Ik zie nu dat ik iets verkeerd heb geschreven. Ik bedoelde eigenlijk dat ik hoop dat het bij mij niet lang duurt (ipv dat ik hoop dat het ook lang duurt)

In ieder geval fijn voor je dat het nu praktisch weg is.

----------


## sarinara

hai

ja iemand viel met zijn volle gewicht op mij amai... 

ik heb het nu nog maar een week, dus ik zal moedig moeten zijn vrees ik... en ik doe zelf lichaamswerk, dat is even erg balen hoor

take care
sarinara

----------


## richard74

ook ik heb nu een aantal gekneusde ribben, maar bij mij is het niet door het vallen, maar na een mishandeling, welke afgelopen vrijdag is gebeurt, vrijdag middag na aangifte te hebben gedaan naar de huisarts, die me zei dat het waarschijnlijk over een weekje wel minder pijnlijk zou zijn.
op die vrijdag voelde ik het natuurlijk wel, maar het ging allemaal nog, dus een rustig weekend genomen en maandag gewoon weer begonnne met werken, alleen toen ging het dus wel mis.
voor mijn werk moet ik vaak artikelen tillen, zo ook deze maandag toen ik een paar oude autobanden retour nam bij een klant, ik had het even niet in de gaten, dus met volle vaart tilde ik deze banden op, en voelde toen iets snappen (een soortte van zweepslag, leek het wel) vanaf dat moment was het dus echt mis, ik kreeg bij elke beweging een pijnscheut, bij het terug instappen in de auto, kon ik mijn linkerbeen niet eens fatsoenlijk optillen, want dit deed al pijn, dus ik moest mijn been met mijn armen optillen, bij het autorijden naar de volgende klant ging het ook niet goed,bij iedere bocht deed mijn hele linkerzij pijn, ik heb met veel pijn en moeite de dag afgemaakt, maar bij thuiskomst werd het stees erger (door de rust toestand natuurlijk), ik ging even op de bank liggen om het te ontlasten, maar toen ik naar de wc wilde kon ik dus niet meer omhoog komen, het heeft een kwartier geduurd voordat ik opgestaan was.
heb ook geen goede nachtrust gehad, want ook dat ging niet lekker in bed, ik heb toen dus ook mijn werk de volgende ochtend gebeld en gezegd dat ik niets meer kon (kon niet eens meer uit bed komen) blijf nu in ieder geval tot eind van de week thuis om alles effe goed rust te geven, zie wel weer na het weekend of ik ga werken, maar ben bang dat als ik zo alle verhalen lees dat dat nog moeilijk gaat worden, ik doe dus vooral zitten werk (koerierdiensten) en veel til werk, ben dus bang dat ik dit niet kan gaan doen, maar heb ook geen zin om zolang thuis te zitten.
wat dat betreft had ik liever gehad dat mijn ribben gebroken waren, al kleven daar natuurlijk ook wel behoorlijk wat nadelen aan.

maar aansluitend op de vraag in het begin van de topic, hoelang heeft een geneusde rib in principe nodig?

----------


## Francesco

Gekneusde ribben zijn zeer pijnlijk.
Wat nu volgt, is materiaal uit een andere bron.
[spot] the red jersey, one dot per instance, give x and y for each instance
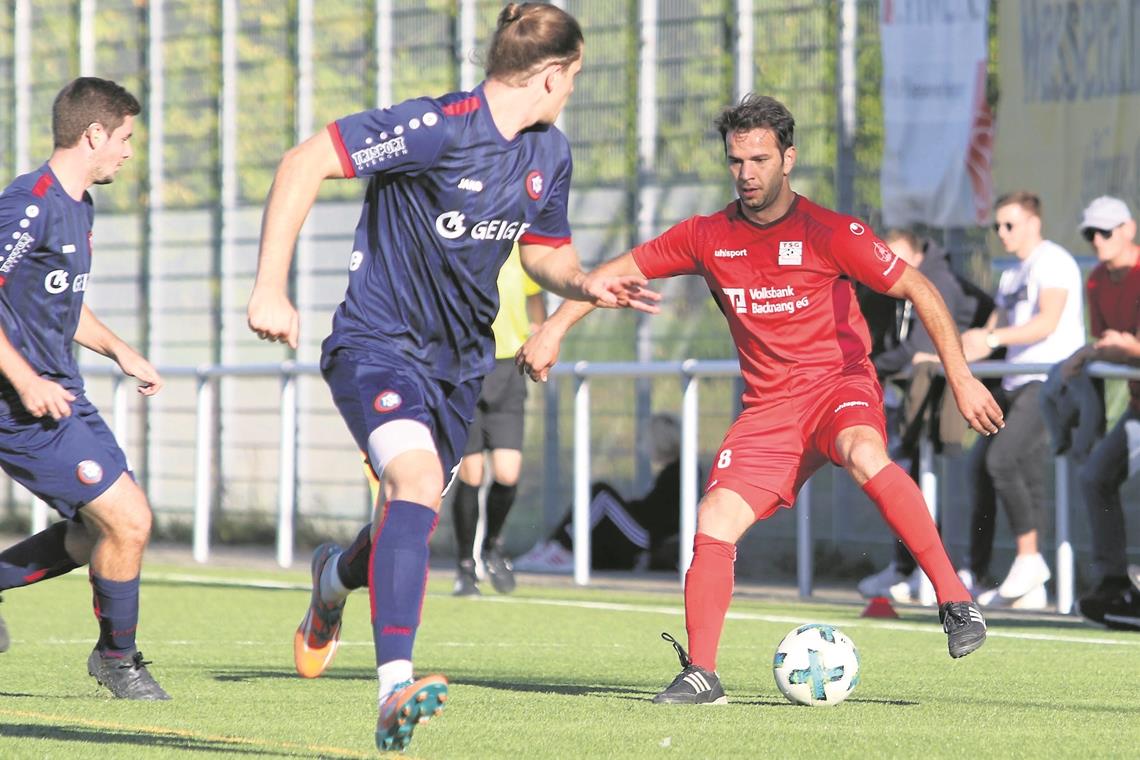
(1115, 305)
(782, 287)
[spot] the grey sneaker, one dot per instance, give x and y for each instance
(127, 677)
(465, 582)
(693, 685)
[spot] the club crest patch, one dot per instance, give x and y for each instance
(535, 185)
(387, 401)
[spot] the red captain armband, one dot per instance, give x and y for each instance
(542, 239)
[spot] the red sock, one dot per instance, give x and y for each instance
(904, 509)
(708, 591)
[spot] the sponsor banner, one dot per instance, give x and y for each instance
(1069, 108)
(937, 125)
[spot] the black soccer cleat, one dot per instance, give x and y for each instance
(127, 677)
(693, 685)
(5, 640)
(499, 570)
(965, 626)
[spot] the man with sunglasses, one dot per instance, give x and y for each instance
(1114, 312)
(1039, 319)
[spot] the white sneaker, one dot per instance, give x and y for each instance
(880, 582)
(548, 557)
(1027, 572)
(1035, 598)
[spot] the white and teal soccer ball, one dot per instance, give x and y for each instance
(816, 664)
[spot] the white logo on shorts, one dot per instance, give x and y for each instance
(89, 472)
(387, 401)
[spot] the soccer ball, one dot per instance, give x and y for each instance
(816, 664)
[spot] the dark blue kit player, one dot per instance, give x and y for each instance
(454, 182)
(53, 440)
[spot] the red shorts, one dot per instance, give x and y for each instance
(774, 448)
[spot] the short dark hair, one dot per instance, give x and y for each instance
(88, 100)
(530, 35)
(1028, 201)
(758, 112)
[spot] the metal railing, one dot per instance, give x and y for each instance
(690, 372)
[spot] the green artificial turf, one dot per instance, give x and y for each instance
(548, 672)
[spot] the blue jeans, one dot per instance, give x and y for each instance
(1101, 477)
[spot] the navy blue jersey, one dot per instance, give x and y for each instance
(447, 198)
(46, 261)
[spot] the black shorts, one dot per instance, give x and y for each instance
(499, 411)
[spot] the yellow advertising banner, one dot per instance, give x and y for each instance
(1068, 114)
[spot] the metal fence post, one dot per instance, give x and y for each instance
(203, 466)
(928, 481)
(286, 468)
(1064, 542)
(690, 422)
(581, 549)
(804, 560)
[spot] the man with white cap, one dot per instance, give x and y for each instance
(1114, 309)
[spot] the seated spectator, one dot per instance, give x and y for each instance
(900, 342)
(1039, 319)
(1114, 294)
(634, 534)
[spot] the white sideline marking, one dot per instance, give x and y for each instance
(616, 606)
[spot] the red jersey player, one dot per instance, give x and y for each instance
(781, 268)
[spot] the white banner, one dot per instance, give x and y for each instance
(938, 128)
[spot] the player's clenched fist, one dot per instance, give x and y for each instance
(273, 318)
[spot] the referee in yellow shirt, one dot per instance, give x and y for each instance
(497, 428)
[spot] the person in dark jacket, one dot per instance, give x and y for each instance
(625, 534)
(901, 342)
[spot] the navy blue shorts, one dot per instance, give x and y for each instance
(66, 463)
(374, 390)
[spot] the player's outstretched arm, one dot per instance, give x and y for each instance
(294, 190)
(974, 400)
(92, 334)
(616, 284)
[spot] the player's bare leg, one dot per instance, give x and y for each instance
(414, 481)
(121, 519)
(903, 507)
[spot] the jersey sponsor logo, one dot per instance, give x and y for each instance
(380, 153)
(737, 299)
(765, 300)
(724, 253)
(58, 280)
(16, 252)
(791, 253)
(89, 472)
(535, 185)
(387, 401)
(881, 252)
(453, 225)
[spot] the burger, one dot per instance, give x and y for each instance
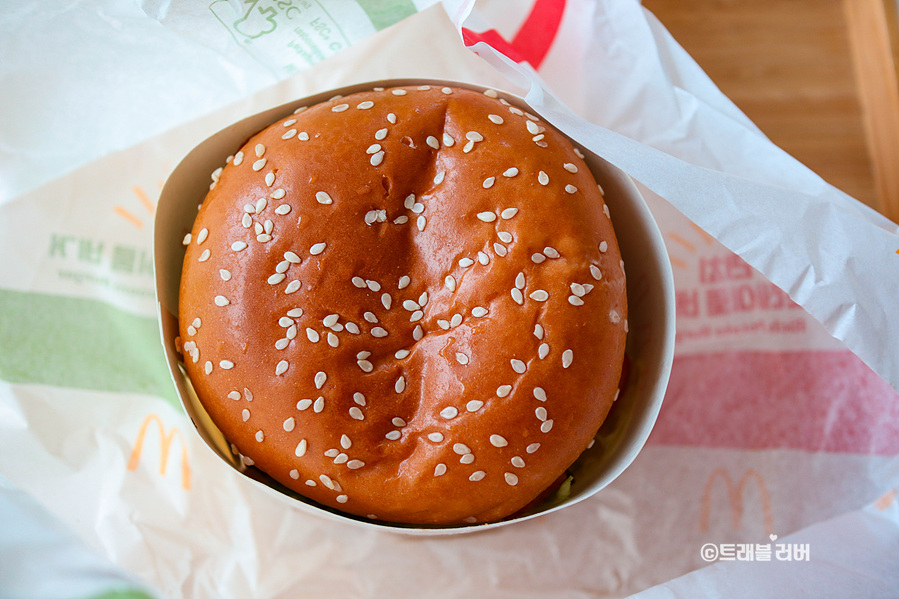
(406, 304)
Ik ben ooit met mijn fiets uitgegleden op een nat bruggetje. Eerste reactie:zeer hevige pijn en m oeit met bewegen.
Dag daarna: echt ALLES doe zeer. Er zit dan vocht in de tussenribspiertjes en soms tussen de pleurabladen (binnenkant ribben en buitenkant long). Dat duurt een aantal dagen en neemt dan af, aks je in rust bent. Bewegen is de eerst dagen sowieso pijnlijk en tillen nog meer. Afhankelijk van de plaats van de beschadigde ribben doen de spieren daaromheen ook mee (rug, buik, schouder). Moeilijk ademen hoort er de eerste week ook bij. Tijdens de nacht komen de andere spieren tot rust en verandert de stand van je wervelkolom. Ineens word je dan wakker, omdat de spieren die aangedaan zijn ineens tijdens de rusttoestand in een kramp schieten. Ook wanneer je in je slaap gaat draaien kan dat een heftige pijn geven. Rust en tijd zijn Oplossingen?
Goede pijnstilling. Soms helpt zeer stevige/ nauwzittende kleding of een (nier)band of breed tape. Dit ondersteunt de bewegingen. Elke keer dat je een beweging maakt die pijn doet, maak je dat de genezing wordt verstoord.
Niet doen dus. Als de eerste fase over is (1 week?) moet je wel bewegen, maar nooit over de pijngrensheen gaan! Hoe lang kan het duren: afhankelijk van de genomen rust in de eerste dagen kun je het nog maande voelen. Van invloed is ook of tijdens de beschadiging het botvlies wat rond de ribben zit, kapot is gegaan. Doe voorzichting: gekneusde ribben zijn niet lekker!

----------


## Nicolek

Vraag: Ga je voor een gekneusde rib naar je huisarts?
Mijn antwoord is Ja, immers je kunt zelf niet met zekerheid stellen
dat je een gekneusde rib hebt.

Maar, mijn huisarts heeft een andere mening. 
Voor een gekneusde rib ga je niet naar hem toe, 
daar moet jezelf achterkomen en maatregelen nemen.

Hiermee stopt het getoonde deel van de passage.